Prove Quotient Rule formula Using Implicit Differentiation

One way to obtain an expression’s derivative or differentiation in calculus is to take the ratio or division of two differentiable functions and divide it by the expression. By this, I mean that while trying to get the derivative of f(x)/g(x), we can use the rule of quotients, because both of these functions are differentiable and g(x) is equal to zero. Products and derivation limitations in differentiation are closely linked to the rule’s application. In the following sections, we’ll go over the formula for the quotient rule and its proof using solved instances.

Proving Quotient Rule Formula using Implicit Differentiation : 

The quotient formula was discussed in depth in the previous chapter. This formula was used to get functions that can be divided by a differentiable quotient which is what we learned about in this section. In the following section, we will look at how to display the quotient rule formula. There are a variety of methods for demonstrating the quotient rule formula, including, but not limited to, the following examples:

Using limit and derivative properties

Differentiating implicitly

Applying the chain rule

Differentiating implicitly : 

To prove the quotient rule formula using the implicit differentiation formula, let’s start with a differentiable function f(x) = u(x)/v(x), so u(x) = f(x)v (x). Using the product rule, we get:

 u'(x) = f'(x)v(x) + f(x)v’ (x). When we figure out f'(x), we get,

Implicit differentiation : 

Even if such a function exists, some equations in x and y do not clearly define y as a function x and cannot be easily modified to solve for y in terms of x. When this happens, it’s proposed that there’s a function y = f(x) that can satisfy the given equation. You can acquire the derivative of y with respect to x via implicit differentiation without having to solve the supplied equation for y. The chain rule must be employed anytime the function y is being differentiated because of our assumption that y may be represented as a function of x.

We cannot start with dy/dx directly in the process of implicit differentiation because an implicit function is not of the form y = f(x), but rather of the form f(x, y) = 0. Therefore, we cannot start with dy/dx directly. Before mastering the method of implicit differentiation, we need to be familiar with the derivative rules, such as the power rule, product rule, quotient rule, chain rule, and so on.
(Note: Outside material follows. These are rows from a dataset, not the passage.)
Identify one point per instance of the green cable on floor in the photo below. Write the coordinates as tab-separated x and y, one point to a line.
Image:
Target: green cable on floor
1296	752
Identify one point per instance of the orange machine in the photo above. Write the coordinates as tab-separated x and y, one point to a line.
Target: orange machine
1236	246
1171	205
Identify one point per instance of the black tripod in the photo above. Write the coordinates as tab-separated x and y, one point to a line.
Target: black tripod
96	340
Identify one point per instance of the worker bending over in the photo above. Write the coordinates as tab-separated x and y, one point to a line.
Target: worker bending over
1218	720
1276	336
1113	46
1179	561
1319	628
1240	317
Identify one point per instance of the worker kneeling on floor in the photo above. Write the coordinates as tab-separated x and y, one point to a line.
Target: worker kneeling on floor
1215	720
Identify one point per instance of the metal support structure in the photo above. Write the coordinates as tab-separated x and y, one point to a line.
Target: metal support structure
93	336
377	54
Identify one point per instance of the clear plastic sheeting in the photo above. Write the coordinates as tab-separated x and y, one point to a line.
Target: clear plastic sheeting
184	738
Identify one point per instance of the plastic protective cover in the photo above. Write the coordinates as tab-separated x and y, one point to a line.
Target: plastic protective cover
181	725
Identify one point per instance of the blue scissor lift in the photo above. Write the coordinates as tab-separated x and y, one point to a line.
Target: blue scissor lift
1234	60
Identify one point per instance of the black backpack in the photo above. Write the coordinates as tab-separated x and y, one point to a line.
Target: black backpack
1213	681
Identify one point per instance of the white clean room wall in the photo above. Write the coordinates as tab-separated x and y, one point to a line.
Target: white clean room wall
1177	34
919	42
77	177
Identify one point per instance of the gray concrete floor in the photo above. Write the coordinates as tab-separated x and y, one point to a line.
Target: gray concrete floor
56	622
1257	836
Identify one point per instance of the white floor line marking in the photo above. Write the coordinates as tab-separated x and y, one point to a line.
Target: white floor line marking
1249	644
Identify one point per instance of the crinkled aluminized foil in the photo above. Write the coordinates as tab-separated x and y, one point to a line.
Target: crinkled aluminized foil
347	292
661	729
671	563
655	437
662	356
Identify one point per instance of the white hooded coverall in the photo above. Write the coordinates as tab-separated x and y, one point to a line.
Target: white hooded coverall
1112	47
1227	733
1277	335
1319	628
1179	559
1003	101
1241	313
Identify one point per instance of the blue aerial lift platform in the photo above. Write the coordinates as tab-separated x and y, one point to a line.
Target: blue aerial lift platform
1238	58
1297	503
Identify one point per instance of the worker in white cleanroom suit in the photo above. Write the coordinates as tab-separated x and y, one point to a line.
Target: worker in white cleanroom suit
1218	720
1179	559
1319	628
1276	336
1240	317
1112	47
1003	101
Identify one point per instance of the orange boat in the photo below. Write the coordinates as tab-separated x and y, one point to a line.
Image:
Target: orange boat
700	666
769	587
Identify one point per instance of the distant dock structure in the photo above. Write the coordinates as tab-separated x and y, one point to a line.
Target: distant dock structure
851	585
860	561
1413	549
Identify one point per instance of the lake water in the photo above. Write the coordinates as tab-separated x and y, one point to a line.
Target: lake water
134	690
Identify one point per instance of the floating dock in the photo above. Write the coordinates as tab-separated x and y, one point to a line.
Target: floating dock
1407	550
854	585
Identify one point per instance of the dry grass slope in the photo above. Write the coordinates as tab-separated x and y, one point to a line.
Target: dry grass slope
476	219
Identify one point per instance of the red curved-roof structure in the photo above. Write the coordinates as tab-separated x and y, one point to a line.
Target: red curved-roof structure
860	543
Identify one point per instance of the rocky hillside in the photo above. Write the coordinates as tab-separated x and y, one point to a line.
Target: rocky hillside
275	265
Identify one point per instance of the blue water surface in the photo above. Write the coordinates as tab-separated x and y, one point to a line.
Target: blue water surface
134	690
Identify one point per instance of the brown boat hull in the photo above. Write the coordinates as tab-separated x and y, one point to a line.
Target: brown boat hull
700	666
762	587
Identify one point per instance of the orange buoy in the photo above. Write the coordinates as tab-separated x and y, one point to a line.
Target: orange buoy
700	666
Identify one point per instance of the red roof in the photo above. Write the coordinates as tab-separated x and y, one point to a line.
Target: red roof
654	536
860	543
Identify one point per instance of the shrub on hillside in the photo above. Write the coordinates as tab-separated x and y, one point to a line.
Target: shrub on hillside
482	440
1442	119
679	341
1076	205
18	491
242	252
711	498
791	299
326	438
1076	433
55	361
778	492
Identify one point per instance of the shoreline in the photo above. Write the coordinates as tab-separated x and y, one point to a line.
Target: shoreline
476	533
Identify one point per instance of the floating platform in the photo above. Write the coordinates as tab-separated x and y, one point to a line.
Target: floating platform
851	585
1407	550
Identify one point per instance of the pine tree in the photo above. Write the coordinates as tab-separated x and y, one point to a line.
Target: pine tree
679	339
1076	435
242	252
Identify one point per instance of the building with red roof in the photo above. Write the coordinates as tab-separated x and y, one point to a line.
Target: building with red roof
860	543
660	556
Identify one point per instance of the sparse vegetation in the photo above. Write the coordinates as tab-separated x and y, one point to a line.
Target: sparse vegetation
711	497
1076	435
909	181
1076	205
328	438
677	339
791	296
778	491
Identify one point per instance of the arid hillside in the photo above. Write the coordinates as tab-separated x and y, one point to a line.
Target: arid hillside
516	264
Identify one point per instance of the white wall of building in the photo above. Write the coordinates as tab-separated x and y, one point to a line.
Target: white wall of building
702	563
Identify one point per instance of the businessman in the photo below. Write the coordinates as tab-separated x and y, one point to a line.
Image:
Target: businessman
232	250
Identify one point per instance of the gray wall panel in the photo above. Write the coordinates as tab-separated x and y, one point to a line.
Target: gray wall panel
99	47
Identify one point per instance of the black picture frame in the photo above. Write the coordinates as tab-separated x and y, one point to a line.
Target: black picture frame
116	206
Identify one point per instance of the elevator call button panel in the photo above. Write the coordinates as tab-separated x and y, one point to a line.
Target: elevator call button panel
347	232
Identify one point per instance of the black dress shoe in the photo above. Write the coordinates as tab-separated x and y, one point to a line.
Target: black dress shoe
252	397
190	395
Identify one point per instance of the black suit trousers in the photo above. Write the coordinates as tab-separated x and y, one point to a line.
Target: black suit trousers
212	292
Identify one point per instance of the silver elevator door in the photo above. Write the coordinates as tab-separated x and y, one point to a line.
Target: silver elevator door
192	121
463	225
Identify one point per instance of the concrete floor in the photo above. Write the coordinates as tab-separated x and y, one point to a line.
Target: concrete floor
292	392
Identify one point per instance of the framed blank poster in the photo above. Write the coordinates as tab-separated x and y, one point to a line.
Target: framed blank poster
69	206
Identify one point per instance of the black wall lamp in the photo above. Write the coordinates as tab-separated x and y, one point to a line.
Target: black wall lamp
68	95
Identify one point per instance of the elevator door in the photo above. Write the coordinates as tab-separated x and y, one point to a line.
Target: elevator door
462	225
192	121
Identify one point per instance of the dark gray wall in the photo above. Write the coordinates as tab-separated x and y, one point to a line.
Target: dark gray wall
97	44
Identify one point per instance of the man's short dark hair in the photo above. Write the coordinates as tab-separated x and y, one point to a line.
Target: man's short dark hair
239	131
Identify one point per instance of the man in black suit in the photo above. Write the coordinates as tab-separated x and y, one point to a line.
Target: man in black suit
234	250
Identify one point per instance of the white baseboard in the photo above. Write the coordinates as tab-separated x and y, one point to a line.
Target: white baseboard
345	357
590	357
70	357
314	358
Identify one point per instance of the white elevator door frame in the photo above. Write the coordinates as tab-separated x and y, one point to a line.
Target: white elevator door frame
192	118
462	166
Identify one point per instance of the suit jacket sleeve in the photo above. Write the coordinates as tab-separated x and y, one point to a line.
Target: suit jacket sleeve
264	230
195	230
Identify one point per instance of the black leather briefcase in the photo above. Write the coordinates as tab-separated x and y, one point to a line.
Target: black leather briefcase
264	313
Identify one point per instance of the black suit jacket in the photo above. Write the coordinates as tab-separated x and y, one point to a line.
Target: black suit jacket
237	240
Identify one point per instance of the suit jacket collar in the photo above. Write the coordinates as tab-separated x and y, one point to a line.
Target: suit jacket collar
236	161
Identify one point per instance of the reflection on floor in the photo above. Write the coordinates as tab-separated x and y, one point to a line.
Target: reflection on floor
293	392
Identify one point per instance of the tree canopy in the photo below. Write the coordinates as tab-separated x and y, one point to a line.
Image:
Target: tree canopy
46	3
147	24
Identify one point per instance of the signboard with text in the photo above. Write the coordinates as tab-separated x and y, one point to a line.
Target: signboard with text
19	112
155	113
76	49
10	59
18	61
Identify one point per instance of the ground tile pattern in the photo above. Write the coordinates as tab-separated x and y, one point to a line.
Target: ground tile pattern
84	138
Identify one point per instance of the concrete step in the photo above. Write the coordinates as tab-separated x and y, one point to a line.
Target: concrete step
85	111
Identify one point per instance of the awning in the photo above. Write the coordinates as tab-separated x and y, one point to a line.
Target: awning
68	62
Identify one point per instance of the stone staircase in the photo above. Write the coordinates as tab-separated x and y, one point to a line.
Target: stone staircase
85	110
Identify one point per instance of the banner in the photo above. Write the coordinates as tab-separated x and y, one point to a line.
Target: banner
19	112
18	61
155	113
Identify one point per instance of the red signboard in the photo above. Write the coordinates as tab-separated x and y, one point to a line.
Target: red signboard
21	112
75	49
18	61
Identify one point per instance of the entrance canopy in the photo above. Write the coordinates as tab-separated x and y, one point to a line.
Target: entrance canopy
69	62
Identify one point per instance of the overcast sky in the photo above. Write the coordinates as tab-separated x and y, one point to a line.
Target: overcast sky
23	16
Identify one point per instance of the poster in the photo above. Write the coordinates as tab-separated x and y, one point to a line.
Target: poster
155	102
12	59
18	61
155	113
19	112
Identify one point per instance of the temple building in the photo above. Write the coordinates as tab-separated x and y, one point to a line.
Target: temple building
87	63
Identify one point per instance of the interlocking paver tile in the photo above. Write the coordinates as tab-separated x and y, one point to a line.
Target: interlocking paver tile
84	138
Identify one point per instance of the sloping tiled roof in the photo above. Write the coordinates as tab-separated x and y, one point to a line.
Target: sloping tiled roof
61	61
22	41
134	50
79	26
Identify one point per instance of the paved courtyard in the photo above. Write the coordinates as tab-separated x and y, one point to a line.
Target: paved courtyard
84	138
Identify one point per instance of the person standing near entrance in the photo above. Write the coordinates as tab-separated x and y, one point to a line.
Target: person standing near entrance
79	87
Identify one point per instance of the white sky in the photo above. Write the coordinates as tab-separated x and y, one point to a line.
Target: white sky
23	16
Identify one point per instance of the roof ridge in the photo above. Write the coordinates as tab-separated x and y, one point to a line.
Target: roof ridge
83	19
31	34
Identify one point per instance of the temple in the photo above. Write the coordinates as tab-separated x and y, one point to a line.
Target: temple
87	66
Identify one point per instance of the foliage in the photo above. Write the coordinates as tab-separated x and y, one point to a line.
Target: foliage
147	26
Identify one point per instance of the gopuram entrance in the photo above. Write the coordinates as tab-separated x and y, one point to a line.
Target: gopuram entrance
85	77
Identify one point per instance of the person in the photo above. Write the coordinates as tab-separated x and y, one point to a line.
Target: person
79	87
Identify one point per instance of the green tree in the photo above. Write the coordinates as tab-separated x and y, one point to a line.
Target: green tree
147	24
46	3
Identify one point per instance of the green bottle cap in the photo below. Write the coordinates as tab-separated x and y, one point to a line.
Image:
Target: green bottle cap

The following is a flowchart illustrating the stages involved in executing implicit differentiation.

Rules of Implicit Differentiation :

These processes will now be demonstrated with an example in which the implicit derivative dy/dx will be obtained if the function is y + sin y = sin x and the function would be y + sin y = sin x.

1. Differentiate every term on both sides of the equation with respect to x (Step 1).

As a result, we have d/dx(y) + d/dx(sin y) = d/dx(y) (sin x).

Step 2: Use the derivative formulas to get the derivatives, as well as the chain rule, to complete the computation.

The derivative formulas should be used to directly differentiate all of the x terms; however, when differentiating the y terms, multiply the actual derivative by the derivative factor dy/dx.

In this case, d/dx (sin x) equals cos x, but d/dx (sin y) equals cos y (dy/dx) in this case.

Then the preceding process is transformed into:

(dy/dx) + (cos y) (dy/dx) = cos x = (dy/dx) + (cos y) = cos x

Step 3: Find the solution for dy/dx.

Assuming that dy/dx is a common factor:

The ratio (dy/dx) is (1 + cos y) = cos x. dy/dx is equal to (cos x)/(1 + cos y).

This is referred to as the implicit derivative.

Conclusion : 

One way to obtain an expression’s derivative or differentiation in calculus is to take the ratio or division of two differentiable functions and divide it by the expression. By this, I mean that while trying to get the derivative of f(x)/g(x), we can use the rule of quotients, because both of these functions are differentiable and g(x) is equal to zero. Products and derivation limitations in differentiation are closely linked to the rule’s application. Even if such a function exists, some equations in x and y do not clearly define y as a function x and cannot be easily modified to solve for y in terms of x. When this happens, it’s proposed that there’s a function y = f(x) that can satisfy the given equation.